One thing I found out is that getting calibrated accuracy beyond 0.1% is hard and expensive despite having all that precision.
This is contrary to what I've seen in a large ML shop, where architectural tuning was king.
Another approach I've seen is the "Diff transformer" from MS Research (https://github.com/microsoft/unilm/tree/master/Diff-Transfor...).
There's also NoPE, I think SmolLM3 "uses NoPE" (aka doesn't use any positional stuff) every fourth layer.
I understand that you can get highly power efficient XORs, for example. But if we go down this path, would they help with a matrix multiply? Or the bias term of a FFN? Would there be any improvement (i.e. is there anything to offload) in regular business logic?
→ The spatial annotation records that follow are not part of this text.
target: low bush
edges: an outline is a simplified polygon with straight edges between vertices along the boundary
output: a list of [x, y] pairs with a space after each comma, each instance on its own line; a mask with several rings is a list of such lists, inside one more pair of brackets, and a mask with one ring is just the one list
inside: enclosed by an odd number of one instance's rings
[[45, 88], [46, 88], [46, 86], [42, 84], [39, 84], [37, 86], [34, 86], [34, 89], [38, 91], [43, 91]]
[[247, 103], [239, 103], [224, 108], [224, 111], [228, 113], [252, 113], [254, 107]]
Should I think of it as a more efficient but highly limited DSP? Or a fixed function accelerator replacement (e.g. "we want to encrypt this segment of memory")
The tokens themselves are a form of compression. Lets say we have the word "WaffleHouse", character level this would be 11 tokens, but with an embedder this would be perhaps 2 or 3 tokens (I didn't actually run through the tokenizer but we could verify precisely). This matters a lot for on device processing especially.
So while we could get more intelligence out of the model by bumping up the "knowledge" parameters, the device would need to process more input and output tokens.
Another advantage on small devices is the embeddings are just a lookup table which requires little to no computation. Its the rest of the parameters that have the expensive matrix multplications, so if we increased those we'd also be increasing the number of FLOPs needed for a forward pass.
This blog post explains it well. https://www.adamcasson.com/posts/transformer-flops
So all this to say is there are definite tradeoffs between model size, performance on evals, and compute cost. We ran many internal experiments with different choices to see could work well, and then picked what we believed work will best for the open community.